2018 Hardanger Fiddle Music and Dance Workshop

July 19-22, 2018

Folklore Village, Dodgeville, Wisconsin

Features the traditional music and dance of the Hardangerfjord region of Norway

The HFAA's Annual Workshop offers a very special opportunity for getting to know Norwegian Hardanger fiddle music and dance traditions in depth. We are dedicated to both nurturing beginners and providing challenges for the more advanced. We invite you to come and join us in an environment that has been called "the warmest and most supportive in North America."

The HFAA was proud to present, for the first time in the US, the outstanding dance and music traditions of the Hardangerfjord area of Norway. Additionally, we were extremely proud to present for the first time at HFAA the preeminent hardingfele master Knut Hamre, renowned both in Norway and abroad for his concerts and recordings and highly esteemed for his teaching. Accompanying him were two of the most important teachers of the Hardangerfjord dance tradition, Per Øyvind Tveiten and Brit Sørland. 

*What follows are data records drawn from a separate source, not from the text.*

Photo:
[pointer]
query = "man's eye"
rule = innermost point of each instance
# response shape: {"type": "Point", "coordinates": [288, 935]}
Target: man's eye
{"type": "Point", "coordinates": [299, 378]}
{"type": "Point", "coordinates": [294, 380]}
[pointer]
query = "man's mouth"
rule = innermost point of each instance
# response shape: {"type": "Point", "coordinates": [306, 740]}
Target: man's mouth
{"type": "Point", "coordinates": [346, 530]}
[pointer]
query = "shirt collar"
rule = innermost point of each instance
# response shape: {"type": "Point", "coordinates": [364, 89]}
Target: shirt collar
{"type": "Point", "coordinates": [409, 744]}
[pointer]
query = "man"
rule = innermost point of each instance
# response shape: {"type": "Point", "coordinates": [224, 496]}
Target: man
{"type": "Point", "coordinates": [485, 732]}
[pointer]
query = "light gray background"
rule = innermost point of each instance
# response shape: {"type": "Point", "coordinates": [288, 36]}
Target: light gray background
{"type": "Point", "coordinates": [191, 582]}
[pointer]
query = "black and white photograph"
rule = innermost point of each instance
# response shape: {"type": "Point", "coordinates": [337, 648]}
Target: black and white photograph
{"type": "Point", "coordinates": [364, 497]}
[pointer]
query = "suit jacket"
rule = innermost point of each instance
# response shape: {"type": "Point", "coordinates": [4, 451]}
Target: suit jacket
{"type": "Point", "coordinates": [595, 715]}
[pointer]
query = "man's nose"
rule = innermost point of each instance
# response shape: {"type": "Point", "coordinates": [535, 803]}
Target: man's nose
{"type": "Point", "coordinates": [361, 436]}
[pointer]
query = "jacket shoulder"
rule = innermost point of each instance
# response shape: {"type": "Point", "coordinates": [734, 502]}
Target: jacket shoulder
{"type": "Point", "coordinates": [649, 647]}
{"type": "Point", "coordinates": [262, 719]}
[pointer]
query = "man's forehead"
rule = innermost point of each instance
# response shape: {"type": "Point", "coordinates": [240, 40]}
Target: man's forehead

The region around Hardangerfjord, located on Norway’s west coast southeast of Bergen, is said to be the birthplace of the Hardanger fiddle and lent its name to the instrument. This region may possibly have the longest continuous tradition of hardingfele playing. The "Jaastad Fiddle", a hardingfele crafted by Ole Jensen Jaastad of Ullensvang in Hardanger, is dated 1651 (although this date is disputed). The father-son team of Isak and Trond Botnen from Kvam in Hardanger made reportedly over a thousand hardingfeler, in what could have been one of the earliest examples of mass production of musical instruments, during the late 1600’s and throughout the 1700’s. This availability of good instruments caused the hardingfele tradition of Hardangerfjord to flourish.

In addition to our Norwegian staff, our experienced staff of North American hardingfele teachers--Vidar Skrede, Andrea Een, Loretta Kelley, and Laura Thompson--presented the traditions from various hardingfele areas of Norway at the beginner and intermediate levels. We also offered beginner mentoring led by Eden Ehm for those who have not played hardingfele before, or who need extra help. As always we also offered one-hour classes in Norwegian traditional singing on Friday, Saturday and Sunday, that year taught by Arna Rennan of Duluth, a Norwegian-American who spent many years in Norway and who has a deep grounding in its vocal traditions.